Sep 12 14:27:00 storage-instance systemd[1]: Failed to start Percona XtraDB Cluster.
Sep 12 14:27:00 storage-instance systemd[1]: mysql.service: Consumed 10.572s CPU time.

The PID file is empty (warning) because the ‘Main process exited’ 1 line above. Normal message.
Have you verified all the permissions for all paths/files listed in the my.cnf file? The socket, datadir, error log, pid, etc?

@matthewb I have double checked all paths and files in the cnf.

What’s odd is that the 3 node cluster was running perfectly fine, after a server restart which was needed on emergency maintenance, the SST didn’t want to start. I’ve been having to run a single node since then.

I’ve set verbosity in logs to the max, and verified that there are not AppArmor issues. How else can I figure out why I’m getting permission denied?

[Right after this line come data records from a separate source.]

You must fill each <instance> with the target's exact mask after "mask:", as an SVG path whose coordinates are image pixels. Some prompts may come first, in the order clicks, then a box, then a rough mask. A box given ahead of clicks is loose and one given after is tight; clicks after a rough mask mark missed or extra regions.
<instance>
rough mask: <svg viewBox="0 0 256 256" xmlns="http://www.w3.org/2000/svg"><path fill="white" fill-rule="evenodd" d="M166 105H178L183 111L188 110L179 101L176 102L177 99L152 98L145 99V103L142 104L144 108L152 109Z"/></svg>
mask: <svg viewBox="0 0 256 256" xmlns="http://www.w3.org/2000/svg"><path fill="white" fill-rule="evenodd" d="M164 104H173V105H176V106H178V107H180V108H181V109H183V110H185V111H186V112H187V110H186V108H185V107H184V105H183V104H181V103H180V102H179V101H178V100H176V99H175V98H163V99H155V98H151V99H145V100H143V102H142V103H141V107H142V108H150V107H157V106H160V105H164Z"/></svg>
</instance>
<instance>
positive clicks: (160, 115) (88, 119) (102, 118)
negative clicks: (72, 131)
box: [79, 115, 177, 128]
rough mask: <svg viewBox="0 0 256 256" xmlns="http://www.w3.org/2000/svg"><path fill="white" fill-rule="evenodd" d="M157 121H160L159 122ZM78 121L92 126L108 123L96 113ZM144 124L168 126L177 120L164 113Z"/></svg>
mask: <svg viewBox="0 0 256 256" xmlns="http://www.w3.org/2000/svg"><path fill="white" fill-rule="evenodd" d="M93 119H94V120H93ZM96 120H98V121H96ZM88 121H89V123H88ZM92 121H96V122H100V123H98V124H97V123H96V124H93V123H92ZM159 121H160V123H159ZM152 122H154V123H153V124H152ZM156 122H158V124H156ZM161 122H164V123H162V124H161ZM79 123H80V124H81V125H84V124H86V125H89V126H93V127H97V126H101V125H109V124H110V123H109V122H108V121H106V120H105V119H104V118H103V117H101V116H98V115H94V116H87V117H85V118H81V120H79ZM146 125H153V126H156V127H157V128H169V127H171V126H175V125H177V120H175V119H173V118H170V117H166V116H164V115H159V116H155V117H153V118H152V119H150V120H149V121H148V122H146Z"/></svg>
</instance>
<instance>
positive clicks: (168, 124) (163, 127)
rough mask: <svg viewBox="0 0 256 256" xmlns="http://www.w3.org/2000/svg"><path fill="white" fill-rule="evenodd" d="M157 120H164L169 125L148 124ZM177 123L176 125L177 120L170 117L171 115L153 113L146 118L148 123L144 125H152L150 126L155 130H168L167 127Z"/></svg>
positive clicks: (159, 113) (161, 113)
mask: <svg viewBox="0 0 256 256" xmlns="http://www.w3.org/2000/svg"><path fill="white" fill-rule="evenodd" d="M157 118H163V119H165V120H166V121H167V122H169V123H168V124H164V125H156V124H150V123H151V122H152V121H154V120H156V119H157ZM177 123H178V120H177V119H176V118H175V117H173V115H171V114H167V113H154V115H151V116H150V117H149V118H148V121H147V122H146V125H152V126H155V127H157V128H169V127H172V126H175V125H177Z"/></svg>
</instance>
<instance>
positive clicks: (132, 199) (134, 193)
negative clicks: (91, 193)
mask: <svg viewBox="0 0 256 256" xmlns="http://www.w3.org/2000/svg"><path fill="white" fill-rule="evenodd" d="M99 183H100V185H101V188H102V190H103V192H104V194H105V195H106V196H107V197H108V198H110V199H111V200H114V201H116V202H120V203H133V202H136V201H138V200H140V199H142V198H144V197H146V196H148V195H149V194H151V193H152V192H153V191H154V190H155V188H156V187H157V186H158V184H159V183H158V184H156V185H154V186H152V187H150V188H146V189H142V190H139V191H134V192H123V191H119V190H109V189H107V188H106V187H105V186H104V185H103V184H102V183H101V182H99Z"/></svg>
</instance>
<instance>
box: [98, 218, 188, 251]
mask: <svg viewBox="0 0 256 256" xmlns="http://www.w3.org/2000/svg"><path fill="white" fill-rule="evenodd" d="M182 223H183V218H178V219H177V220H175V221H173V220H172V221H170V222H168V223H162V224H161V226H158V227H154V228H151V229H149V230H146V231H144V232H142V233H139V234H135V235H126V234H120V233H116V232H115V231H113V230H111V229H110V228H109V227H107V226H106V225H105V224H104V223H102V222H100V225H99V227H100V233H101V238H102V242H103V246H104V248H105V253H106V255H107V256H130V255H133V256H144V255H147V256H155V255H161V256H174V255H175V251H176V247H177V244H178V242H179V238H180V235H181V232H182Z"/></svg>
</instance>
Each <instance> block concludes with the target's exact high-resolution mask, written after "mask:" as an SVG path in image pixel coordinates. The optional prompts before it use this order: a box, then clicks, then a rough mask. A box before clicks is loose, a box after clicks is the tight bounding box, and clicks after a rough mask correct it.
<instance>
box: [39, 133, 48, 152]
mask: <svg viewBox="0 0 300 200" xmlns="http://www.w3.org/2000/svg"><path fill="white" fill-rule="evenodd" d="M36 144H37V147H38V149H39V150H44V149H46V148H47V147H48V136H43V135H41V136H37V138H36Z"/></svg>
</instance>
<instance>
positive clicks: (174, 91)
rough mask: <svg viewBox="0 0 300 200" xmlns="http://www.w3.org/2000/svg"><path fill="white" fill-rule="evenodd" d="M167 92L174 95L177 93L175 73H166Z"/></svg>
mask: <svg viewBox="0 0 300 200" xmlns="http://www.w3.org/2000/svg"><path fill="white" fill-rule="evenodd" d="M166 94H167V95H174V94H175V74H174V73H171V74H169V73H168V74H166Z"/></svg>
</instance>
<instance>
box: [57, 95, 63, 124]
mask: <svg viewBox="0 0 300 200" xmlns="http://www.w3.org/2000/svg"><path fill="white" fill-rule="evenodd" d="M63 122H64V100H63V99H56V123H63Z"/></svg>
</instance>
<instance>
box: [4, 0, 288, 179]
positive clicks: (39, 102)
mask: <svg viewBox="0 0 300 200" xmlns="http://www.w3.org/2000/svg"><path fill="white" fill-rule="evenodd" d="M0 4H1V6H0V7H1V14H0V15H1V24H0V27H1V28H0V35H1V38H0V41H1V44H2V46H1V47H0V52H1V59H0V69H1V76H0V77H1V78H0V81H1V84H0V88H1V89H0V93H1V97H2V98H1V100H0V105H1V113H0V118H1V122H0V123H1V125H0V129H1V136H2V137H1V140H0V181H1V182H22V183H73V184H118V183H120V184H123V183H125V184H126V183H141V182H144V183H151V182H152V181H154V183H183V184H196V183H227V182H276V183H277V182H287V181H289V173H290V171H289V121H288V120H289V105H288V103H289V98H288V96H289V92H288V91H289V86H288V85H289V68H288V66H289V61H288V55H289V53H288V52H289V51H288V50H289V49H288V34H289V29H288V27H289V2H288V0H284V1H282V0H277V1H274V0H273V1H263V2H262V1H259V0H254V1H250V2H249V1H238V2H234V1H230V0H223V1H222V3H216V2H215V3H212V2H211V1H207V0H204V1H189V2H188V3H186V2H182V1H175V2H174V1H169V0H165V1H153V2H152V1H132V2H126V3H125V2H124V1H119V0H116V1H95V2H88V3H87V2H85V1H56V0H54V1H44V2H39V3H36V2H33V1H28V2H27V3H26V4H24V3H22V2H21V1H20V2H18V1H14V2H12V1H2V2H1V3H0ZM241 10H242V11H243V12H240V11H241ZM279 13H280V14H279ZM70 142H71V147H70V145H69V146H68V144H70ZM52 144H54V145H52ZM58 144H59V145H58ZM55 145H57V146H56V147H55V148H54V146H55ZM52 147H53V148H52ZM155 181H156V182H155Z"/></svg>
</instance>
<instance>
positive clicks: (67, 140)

still seeing this on the error log for the donor node:

2023-09-24T17:21:57.195775Z 0 [Note] [MY-000000] [Galera] async IST sender starting to serve tcp://10.128.0.50:4568 sending 28948844-28951119, preload starts from 28948844
2023-09-24T17:21:57.195980Z 0 [Note] [MY-000000] [WSREP] Initiating SST/IST transfer on DONOR side (wsrep_sst_xtrabackup-v2 --role 'donor' --address '10.128.0.50:4444/xtrabackup_sst//1' --socket '/var/run/mysqld/mysqld.sock' --datadir '/var/lib/mysql/' --basedir '/usr/' --plugindir '/usr/lib/mysql/plugin/' --defaults-file '/etc/mysql/my.cnf' --defaults-group-suffix '' --mysqld-version '8.0.33-25.1'   '' --gtid '329f6151-d406-11ed-8dc7-77e2709c9139:28951138' )
2023-09-24T17:21:57.196241Z 0 [Note] [MY-000000] [Galera] IST sender 28948844 -> 28951119
2023-09-24T17:21:57.215063Z 10 [Note] [MY-000000] [WSREP] DONOR thread signaled with 0
2023-09-24T17:21:57.771413Z 0 [Note] [MY-000000] [WSREP-SST] /usr/bin/wsrep_sst_common: line 979: /usr/bin/mysql: Operation not permitted
2023-09-24T17:21:57.772644Z 0 [ERROR] [MY-000000] [WSREP-SST] Cleanup after exit with status:126

Check if xtrabackup is already running on any of the nodes. It could be left orphaned after last failed SST.
Also make sure all the important TCP ports are opened between nodes - 4567, 4444, 4568.